Eastman Kodak Company (EK) is set to announce another weak quarter on October 28. For the third quarter of fiscal 2010, the Zacks Consensus Estimate is a loss per share of 31 cents, worse than the loss per share of 23 cents in the year-ago quarter.
Second Quarter Highlights
On July 28, Kodak reported disappointing results for the second quarter of fiscal 2010. During the quarter, loss per share (excluding one-time items) was $0.51, down from the loss per share of $0.43 in the year-ago quarter and missed the Zacks Consensus Estimate of a loss of $0.31 per share. Net loss widened to $136 million from a loss of $116 million in the second quarter of fiscal 2009.

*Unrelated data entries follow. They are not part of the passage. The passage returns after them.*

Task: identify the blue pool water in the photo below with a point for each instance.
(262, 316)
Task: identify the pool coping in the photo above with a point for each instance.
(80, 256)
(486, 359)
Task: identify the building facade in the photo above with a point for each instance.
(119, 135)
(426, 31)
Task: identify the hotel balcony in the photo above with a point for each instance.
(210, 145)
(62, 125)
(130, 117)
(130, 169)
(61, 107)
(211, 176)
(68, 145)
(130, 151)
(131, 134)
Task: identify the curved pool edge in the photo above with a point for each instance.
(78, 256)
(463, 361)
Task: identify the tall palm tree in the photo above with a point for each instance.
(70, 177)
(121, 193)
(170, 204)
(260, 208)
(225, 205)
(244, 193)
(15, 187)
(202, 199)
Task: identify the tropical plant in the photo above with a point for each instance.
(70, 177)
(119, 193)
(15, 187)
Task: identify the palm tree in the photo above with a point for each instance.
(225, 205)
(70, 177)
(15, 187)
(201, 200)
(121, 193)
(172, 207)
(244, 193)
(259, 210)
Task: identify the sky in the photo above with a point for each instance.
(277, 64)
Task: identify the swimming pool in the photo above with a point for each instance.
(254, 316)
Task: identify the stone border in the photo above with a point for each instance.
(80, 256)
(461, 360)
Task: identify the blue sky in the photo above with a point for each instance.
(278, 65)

The company reported sales of $1,569 million, a decrease of 11% year over year from $1,766 million in the same period of 2009. Reported sales were also below the Zacks Consensus Estimate of $1,683 million. The continued weakness in economic condition was the primary reason for the downtrend.
For details please view: Kodak Misses Zacks Consensus
Agreement of Estimate Revisions
Management did not provide any guidance for the third quarter, but for fiscal 2010, Kodak expects sales within the range of $7.5 billion to $7.7 billion, flat from the previous year, and net earnings in a range of $350 million to $450 million. Net cash used in operating activities is expected in the range of $50 million to $150 million and cash & cash equivalents in the range of $1.8 billion to $2.0 billion.
Over the last 30 days, out of 4 analysts covering the stock, for the third quarter of fiscal 2010, none of them moved in either direction. Hence, the estimate remained the same. Further, for fiscal 2010 and fiscal 2011, analysts have preferred against revising estimates.
Magnitude of Revisions & Earnings Surprise
The third quarter loss per share estimate remains at 31 cents and for fiscal 2010, the EPS estimate is 23 cents. For fiscal 2011, the loss per share is 17 cents.
In terms of earnings surprises, Kodak has had a mixed record in the last four quarters. However, the average surprise is a positive of 100.02%, which means that the company surpassed the Zacks Estimate by that measure.
Our Recommendation: Neutral Lane
We are optimistic on the company’s numerous expansion programs as well as its continuous product launches at competitive price points. Besides, Kodak’s strategy to maintain a decent liquidity position with the expectation of $1.8 - $2.0 billion of cash and cash equivalents in fiscal 2010 boosts our expectations.
However, disappointing results during the second quarter of 2010 and the expectations of weak results in the coming quarters, based on slower market recovery are discouraging. Moreover, a highly competitive market and Kodak’shuge exposure to volatile products pose immense risks.
We reiterate our Neutral recommendation on the stock in line with the stock’s short term Hold rating (Zacks #3 Rank).